Se ti capita tra le mani “La Città del Sole” di Tommaso Campanella, un frate ribelle di Stilo ma poco stiloso, ti soccorrono e rinfrancano altre distinzioni da proteggere e custodire contro perigliosi equivoci: il rudimentale non è sempre genuino, il ribelle non sempre ti assicura la libertà e il povero non sempre è il più onesto.

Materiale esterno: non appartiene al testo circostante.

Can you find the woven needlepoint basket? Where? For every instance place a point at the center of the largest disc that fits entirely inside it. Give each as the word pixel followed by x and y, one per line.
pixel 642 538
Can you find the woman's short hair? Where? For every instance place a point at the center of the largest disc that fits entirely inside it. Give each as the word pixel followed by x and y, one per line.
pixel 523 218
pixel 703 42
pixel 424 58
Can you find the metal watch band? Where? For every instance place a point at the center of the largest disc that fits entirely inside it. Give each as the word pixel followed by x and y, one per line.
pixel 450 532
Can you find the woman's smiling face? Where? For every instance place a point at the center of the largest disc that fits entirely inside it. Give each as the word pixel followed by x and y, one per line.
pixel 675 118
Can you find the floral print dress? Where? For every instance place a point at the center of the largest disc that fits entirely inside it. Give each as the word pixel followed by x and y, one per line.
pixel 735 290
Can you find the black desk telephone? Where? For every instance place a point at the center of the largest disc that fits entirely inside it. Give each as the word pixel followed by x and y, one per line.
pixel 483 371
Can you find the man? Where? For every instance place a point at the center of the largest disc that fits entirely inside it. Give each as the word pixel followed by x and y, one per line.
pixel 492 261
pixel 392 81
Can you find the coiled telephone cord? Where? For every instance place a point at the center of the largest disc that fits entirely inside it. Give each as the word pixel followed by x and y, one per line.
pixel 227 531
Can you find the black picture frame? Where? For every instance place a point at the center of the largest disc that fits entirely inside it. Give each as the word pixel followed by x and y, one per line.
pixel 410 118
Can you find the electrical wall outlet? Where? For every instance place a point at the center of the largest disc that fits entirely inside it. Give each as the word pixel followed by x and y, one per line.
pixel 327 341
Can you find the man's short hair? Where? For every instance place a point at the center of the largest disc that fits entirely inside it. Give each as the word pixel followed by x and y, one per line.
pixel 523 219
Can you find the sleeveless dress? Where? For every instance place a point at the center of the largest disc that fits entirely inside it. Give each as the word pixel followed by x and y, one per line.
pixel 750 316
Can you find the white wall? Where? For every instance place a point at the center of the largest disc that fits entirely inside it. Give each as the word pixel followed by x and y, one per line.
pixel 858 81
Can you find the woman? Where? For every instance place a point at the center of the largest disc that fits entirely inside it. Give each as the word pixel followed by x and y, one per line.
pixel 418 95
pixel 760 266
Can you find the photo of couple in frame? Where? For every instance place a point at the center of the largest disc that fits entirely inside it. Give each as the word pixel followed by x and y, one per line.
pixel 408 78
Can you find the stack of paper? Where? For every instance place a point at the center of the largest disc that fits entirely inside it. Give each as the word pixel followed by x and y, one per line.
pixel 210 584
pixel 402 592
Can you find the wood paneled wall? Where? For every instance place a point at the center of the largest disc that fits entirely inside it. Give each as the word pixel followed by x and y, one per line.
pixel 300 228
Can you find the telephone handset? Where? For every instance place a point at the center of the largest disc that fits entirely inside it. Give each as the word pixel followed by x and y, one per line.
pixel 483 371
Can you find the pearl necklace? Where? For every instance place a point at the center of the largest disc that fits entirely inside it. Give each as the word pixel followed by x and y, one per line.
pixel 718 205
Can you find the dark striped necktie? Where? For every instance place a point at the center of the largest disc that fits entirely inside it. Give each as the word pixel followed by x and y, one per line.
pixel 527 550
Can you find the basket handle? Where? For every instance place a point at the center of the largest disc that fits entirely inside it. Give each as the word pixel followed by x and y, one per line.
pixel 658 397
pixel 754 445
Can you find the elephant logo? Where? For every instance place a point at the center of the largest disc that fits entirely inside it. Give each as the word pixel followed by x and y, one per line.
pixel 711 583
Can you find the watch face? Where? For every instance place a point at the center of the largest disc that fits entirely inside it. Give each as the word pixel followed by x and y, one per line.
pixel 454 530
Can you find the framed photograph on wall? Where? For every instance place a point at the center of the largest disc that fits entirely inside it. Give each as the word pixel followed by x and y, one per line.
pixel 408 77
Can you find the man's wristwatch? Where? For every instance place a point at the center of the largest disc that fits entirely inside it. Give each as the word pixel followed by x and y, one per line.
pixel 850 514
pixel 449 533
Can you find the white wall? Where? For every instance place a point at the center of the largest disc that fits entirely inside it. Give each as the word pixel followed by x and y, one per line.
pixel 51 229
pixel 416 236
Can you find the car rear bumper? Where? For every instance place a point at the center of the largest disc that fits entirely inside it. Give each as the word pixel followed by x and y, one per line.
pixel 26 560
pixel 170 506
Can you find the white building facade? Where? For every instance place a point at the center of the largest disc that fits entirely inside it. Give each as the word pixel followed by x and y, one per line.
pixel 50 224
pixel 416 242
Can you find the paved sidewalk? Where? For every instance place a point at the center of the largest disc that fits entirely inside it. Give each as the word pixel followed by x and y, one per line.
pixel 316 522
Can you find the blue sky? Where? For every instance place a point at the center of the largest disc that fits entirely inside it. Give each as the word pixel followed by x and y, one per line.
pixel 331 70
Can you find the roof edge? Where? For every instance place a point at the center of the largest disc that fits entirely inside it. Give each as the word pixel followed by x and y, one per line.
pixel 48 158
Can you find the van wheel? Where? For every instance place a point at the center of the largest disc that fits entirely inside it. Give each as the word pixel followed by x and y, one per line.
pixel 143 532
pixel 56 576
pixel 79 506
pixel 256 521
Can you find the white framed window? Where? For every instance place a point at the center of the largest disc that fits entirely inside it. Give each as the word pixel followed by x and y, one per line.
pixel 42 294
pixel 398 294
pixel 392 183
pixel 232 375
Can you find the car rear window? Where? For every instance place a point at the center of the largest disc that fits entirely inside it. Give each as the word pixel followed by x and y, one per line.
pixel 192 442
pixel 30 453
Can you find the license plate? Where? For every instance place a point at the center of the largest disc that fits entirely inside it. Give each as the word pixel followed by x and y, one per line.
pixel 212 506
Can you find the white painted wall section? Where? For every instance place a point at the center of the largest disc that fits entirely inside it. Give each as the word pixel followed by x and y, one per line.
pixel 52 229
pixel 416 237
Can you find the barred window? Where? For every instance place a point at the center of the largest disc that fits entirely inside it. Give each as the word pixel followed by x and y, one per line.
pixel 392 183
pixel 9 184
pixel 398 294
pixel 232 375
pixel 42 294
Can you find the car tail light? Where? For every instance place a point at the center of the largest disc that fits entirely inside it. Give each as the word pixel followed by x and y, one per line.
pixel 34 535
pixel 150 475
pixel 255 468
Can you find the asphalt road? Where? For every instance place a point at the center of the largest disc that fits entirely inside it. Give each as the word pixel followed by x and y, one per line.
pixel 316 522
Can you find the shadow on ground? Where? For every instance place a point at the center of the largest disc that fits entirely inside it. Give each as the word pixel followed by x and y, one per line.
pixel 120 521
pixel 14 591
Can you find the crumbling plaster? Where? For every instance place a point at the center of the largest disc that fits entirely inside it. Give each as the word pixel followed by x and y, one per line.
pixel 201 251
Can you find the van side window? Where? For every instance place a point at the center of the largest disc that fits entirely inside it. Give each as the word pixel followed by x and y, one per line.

Nella città del Sole gli uomini si rifugiano per sottrarsi a predoni e tiranni risolvendosi di “vivere alla filosofica in comunione”. La proprietà privata è un’istituzione sconosciuta perchè il Principe, “capo di tutti in spirituale e temporale”, dispone la distribuzione equa della fatica, della ricchezza e delle donne. Il coito, il cui fine è la generazione di un’umanità sana e robusta, è ammesso dopo i ventuno anni. L’omosessualità è bandita infliggendo ai mal nati l’obbligo di circolare con le scarpe al collo, come a dire che “pervertiro l’ordine e posero li piedi in testa”. Una volta passi, ma ai recidivi “crescen la pena finchè diventa capitale”. L’omicidio si punisce con la morte, ma mediante procedura democratica:“nessuno può morire se tutto il popolo a man commune non l’uccide” sul rogo o con collettiva lapidazione.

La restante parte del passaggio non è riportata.